Analyzing the data from 2017 reveals both positive news and several areas of concern. Overall, workplace fatalities – including those in the construction industry – decreased slightly from 2016. While the drop in fatalities was a small one (from 5,190 workers in 2016 to 5,147 in 2017), after three years of workplace fatalities steadily increasing, any improvement is welcome news. That being said, construction remained one of the most dangerous industries with almost 19 percent of all workplace deaths.
“It’s promising to see the number of workplace fatalities once again heading in the right direction,” says LIUNA General President Terry O’Sullivan. “At the same time, we must not forget that behind these statistics are thousands of real men and women who went to work and lost their lives. That reality continues to drive LIUNA and the LHSFNA to keep pushing for improvements in workplace safety and health so that every worker returns home to their loved ones at the end of the day.”
The decline in workplace fatalities was most notable in three different areas: transportation incidents, workplace violence and workers being struck by objects on the job. It’s promising to see these declines, but worth nothing that these three categories still made up about 70 percent of workplace fatalities. Further analysis found that while both men and women were equally likely to be involved in transportation incidents, women were much more likely to be victims of workplace homicide, while men were more likely to be fatally struck by objects or equipment.
Looking at these numbers above, it may appear that employers are succeeding at reducing the number of fatalities caused by workplace violence. However, certain industries are still being impacted more than others. While workplace violence was down overall from 2016, fatalities in the health care and social services industry went up by 25 percent. That’s why many worker advocacy groups are calling on OSHA to create a workplace violence standard that addresses the increased risks these workers face on a daily basis.

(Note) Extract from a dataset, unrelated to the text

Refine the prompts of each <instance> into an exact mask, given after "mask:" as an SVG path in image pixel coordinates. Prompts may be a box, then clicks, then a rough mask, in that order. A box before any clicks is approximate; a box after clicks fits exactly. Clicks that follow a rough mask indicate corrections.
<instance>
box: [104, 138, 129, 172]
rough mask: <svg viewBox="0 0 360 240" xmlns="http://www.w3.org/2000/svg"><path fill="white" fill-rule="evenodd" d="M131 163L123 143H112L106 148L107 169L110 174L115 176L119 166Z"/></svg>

Looking beyond the headline about a slight decline in workplace fatalities reveals several major areas for concern. Fatal falls were at their highest level in the 26 year history of this report, accounting for 17 percent of all worker deaths. It’s distressing to see that while other major sources of worker fatalities are declining, the number of deaths caused by slips, trips and falls continues to rise. This should be of particular concern to employers in construction, with slip, trip and fall hazards being so pervasive on construction jobsites.

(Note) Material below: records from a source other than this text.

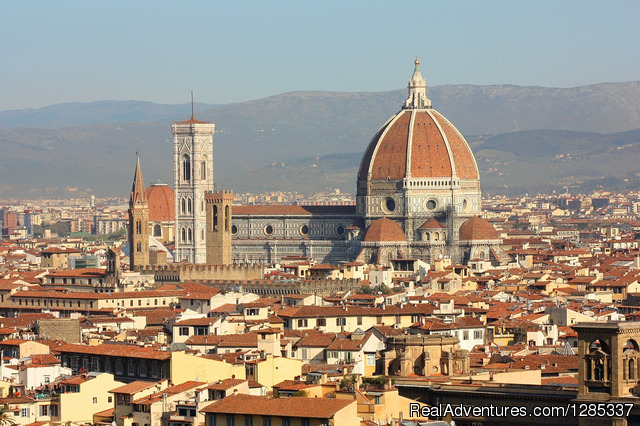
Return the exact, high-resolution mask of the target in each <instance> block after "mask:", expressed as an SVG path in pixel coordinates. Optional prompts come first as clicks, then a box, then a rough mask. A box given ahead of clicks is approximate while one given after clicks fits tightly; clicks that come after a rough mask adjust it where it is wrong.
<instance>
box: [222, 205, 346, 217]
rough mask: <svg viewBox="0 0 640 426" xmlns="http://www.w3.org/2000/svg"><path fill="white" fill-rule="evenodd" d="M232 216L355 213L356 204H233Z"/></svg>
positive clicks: (317, 214) (297, 214)
mask: <svg viewBox="0 0 640 426" xmlns="http://www.w3.org/2000/svg"><path fill="white" fill-rule="evenodd" d="M232 213H233V215H234V216H242V215H258V216H262V215H265V216H269V215H278V216H279V215H283V214H290V215H318V214H321V215H322V214H325V215H332V214H336V215H355V214H356V206H288V205H261V206H233V209H232Z"/></svg>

Another issue highlighted by the report, which unfortunately isn’t a surprise, is the steady increase in overdose deaths on the job. Unintentional overdoses in the workplace increased 25 percent from 2016 to 2017 – the fifth year in a row they went up by at least 25 percent. We’ve been covering the opioid epidemic and the disproportionate impact it’s been having on construction workers in Lifelines for several years now. Unfortunately, this new BLS data confirms that the opioid epidemic hadn’t yet peaked as recently as late 2017.
Lastly, the report calls attention to several groups of workers who are at greater risk for being killed on the job than their peers. We know that older workers don’t get injured as often as their younger coworkers, yet the report found that when older workers do get hurt on the job, those injuries are more likely to be serious or fatal. Workers in the 55-64 age group had a 24 percent higher fatality rate than the average worker. The fatality rate for Hispanic and Latino workers is also about five percent higher the national rate. This gap is shrinking – as recently as 2015 the difference was 15 percent – but it continues to exist year after year.
Digging into this data each year helps occupational safety and health professionals understand where workplace safety is improving and where it’s lagging behind. The LHSFNA will continue to monitor trends like these to better assist LIUNA District Councils, Local Unions and signatory contractors and act as advocates for the safety and health of LIUNA members.